Perhaps most significantly, St. Louis owes some of its diversity and cultural richness to Africa. Africans are part of the city’s growing foreign-born population, establishing themselves as prominent entrepreneurs, university star athletes, musicians and community leaders. Some have even become ambassadors for the city; Senegalese-American artist Akon has never been shy about talking up his teenage years in St. Louis. African art and music have become regular staples at the city’s theaters, museums and gardens. In October 2019, a new art exhibit called Saint Louis to St. Louis: The City on the River meets River City opened at Barrett Barrera Projects in the Central West End to showcase Senegalese artists and designers; both cities are named after Louis IX of France. There also is an annual African arts festival and film festival to present the continent’s cinematic works.

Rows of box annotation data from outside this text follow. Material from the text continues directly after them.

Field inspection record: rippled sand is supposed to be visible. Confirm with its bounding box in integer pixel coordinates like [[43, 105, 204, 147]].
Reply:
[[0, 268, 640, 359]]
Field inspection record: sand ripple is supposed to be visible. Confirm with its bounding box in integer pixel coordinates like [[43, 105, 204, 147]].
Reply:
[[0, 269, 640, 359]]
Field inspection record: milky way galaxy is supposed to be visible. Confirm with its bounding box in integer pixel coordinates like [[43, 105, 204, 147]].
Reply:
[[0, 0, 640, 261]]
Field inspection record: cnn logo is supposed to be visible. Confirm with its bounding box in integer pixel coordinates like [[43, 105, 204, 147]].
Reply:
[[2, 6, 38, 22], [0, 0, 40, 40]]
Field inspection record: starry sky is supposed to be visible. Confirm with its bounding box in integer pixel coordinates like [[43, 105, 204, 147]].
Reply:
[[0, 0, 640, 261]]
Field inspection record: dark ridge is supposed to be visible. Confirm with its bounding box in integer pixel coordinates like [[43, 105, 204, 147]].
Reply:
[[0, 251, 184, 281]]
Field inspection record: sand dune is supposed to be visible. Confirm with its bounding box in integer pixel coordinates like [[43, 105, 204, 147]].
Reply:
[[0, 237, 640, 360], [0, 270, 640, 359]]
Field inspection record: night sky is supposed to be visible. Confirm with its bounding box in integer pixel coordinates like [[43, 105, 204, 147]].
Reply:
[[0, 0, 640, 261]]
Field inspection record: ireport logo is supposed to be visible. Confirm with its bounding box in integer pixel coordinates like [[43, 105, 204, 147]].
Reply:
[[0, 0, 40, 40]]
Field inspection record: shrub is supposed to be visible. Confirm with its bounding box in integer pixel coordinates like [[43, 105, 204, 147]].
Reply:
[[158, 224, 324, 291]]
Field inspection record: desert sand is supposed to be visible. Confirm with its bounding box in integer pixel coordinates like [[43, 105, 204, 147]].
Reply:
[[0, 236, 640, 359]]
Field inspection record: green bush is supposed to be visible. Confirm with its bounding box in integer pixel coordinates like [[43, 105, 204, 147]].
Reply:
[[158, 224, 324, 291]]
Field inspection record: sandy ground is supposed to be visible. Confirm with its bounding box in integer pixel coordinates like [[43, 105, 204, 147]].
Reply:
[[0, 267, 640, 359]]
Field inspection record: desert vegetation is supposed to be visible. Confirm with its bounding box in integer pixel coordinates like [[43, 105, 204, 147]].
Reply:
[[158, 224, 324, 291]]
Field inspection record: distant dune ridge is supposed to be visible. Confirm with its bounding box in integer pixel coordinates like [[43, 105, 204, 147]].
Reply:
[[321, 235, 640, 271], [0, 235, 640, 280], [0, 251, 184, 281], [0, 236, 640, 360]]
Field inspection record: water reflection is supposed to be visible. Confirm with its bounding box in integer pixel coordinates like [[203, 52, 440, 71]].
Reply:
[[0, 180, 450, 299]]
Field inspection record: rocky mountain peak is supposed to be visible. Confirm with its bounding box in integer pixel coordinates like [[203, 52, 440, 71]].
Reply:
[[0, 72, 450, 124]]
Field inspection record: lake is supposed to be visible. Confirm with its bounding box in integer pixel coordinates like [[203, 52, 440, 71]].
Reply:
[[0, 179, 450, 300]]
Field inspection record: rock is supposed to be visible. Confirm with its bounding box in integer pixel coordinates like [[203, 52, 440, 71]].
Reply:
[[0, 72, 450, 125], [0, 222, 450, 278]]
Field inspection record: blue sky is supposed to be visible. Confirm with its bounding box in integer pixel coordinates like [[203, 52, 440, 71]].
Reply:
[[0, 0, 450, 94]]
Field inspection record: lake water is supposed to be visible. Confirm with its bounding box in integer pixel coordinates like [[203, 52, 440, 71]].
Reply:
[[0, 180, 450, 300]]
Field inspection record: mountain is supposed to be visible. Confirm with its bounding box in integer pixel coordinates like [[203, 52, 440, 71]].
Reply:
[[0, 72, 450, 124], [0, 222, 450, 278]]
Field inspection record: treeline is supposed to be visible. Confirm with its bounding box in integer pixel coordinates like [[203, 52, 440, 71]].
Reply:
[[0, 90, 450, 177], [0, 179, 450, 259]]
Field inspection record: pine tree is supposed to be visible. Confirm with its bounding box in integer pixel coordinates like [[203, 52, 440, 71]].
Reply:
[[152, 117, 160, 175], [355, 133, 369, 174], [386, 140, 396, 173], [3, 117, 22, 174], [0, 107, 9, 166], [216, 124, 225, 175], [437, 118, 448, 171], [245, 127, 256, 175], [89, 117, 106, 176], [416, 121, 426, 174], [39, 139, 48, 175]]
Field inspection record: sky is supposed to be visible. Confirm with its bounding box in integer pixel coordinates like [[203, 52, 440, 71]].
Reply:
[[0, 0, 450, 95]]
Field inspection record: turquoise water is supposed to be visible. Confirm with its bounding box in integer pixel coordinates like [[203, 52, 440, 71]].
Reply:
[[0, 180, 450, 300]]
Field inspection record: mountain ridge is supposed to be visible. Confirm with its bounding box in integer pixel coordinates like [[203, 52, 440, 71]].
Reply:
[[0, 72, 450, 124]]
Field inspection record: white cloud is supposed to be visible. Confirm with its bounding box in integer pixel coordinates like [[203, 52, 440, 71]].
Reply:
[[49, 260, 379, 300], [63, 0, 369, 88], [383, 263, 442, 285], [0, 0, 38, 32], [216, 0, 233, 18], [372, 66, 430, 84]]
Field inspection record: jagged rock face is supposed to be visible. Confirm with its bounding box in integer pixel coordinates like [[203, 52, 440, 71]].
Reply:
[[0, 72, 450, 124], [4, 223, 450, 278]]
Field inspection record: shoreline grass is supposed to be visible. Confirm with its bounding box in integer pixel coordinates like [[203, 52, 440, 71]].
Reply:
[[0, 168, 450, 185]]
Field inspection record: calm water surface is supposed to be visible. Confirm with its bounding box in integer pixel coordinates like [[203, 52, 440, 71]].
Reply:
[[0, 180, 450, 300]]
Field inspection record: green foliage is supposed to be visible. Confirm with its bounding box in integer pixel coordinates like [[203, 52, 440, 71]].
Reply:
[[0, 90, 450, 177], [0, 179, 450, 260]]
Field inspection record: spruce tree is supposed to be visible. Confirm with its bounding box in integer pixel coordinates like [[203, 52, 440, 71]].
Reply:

In other words, Africa matters to St. Louis. The experts might try to sway the American public on more weighty arguments about demography and national security, but it is not necessary. St. Louis’ ties to Africa have increased the city’s wealth, deepened its academic achievements, raised its foreign policy profile, and added to its vibrant cultural life. That’s reason enough.
Judd Devermont is director of the Africa Program at the Center for Strategic and International Studies in Washington, D.C. He previously served as the national intelligence officer for Africa.